On that spectacular note, the journey was pretty much done. The following morning we mounted the hardy CRFs for the final 150km ride to Port Elizabeth. The tyres were bald and bodywork a bit scuffed (mine obviously more so than the others) but the bikes had survived serious, serious abuse with little complaint. Unlike the riders. As we hobbled and struggled with the jet-wash back at Mike's ranch, Simon and myself looked like casualties of war. Only Jules, curse him, remained utterly virginal with neither himself nor his bike hitting the ground once.

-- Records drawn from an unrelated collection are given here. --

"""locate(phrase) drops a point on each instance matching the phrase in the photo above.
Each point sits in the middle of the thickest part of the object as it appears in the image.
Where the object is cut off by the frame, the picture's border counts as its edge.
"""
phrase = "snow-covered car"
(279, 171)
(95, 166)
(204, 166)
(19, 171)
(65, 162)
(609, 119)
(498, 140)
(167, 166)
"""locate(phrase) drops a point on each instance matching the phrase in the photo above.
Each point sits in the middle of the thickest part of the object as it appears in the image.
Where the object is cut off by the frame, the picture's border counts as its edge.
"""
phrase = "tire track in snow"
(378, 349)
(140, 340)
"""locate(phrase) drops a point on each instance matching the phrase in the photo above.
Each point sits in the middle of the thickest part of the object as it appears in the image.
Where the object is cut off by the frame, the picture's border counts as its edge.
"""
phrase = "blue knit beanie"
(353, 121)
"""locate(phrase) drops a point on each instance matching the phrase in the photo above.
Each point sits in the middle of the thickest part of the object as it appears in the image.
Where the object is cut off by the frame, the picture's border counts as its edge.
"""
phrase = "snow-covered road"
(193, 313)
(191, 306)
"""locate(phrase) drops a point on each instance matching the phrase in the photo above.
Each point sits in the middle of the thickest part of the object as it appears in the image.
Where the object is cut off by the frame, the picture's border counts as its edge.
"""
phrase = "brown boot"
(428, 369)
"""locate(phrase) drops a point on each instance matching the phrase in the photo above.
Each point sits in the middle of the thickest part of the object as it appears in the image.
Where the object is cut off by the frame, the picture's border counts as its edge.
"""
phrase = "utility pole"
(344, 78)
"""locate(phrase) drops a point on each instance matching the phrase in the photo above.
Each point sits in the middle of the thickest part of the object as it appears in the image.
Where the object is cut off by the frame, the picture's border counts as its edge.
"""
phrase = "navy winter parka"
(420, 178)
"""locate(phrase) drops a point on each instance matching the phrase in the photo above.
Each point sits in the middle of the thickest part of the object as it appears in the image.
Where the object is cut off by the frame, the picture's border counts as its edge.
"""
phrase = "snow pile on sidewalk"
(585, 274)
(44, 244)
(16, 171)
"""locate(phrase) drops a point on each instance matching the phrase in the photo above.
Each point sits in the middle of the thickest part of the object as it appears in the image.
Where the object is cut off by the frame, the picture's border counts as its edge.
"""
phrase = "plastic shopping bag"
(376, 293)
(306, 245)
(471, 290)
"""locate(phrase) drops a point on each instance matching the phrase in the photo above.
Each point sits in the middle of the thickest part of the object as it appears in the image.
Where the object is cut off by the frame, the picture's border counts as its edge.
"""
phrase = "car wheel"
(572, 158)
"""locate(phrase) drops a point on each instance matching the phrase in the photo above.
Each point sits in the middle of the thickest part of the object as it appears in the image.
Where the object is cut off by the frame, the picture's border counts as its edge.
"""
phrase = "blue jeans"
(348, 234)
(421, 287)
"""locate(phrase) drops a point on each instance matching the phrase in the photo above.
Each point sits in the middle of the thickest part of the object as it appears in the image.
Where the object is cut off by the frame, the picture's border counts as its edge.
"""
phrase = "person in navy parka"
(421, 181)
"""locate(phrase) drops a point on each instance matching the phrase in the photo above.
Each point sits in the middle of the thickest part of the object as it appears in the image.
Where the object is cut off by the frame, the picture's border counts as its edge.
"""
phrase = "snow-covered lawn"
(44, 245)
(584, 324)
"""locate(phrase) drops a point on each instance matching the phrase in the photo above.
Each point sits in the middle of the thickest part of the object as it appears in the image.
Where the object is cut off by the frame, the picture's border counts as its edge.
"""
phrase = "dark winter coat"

What an adventure. Ten days and 2500 km through some of the most glorious scenery you'll ever see, Africa is one of the most captivating continents on the planet. For all its troubles, there is something deeply magical about the place. As always, a motorcycle is the best way to see a country, immersing you in its sights and sounds like no car ever could. And all the chaos that befell us would be highly unlikely to affect the main rally next year. We were cramming 14 days' riding into 10, barely stopped for lunch, and were always in a rush to beat sun-down. When Enduro Africa kicks off next November, they'll have an extra five hours of daylight per day and four days more to complete the rally in. The most extraordinary riding experience awaits those who can get it together to enter. Question is, have you got what it takes?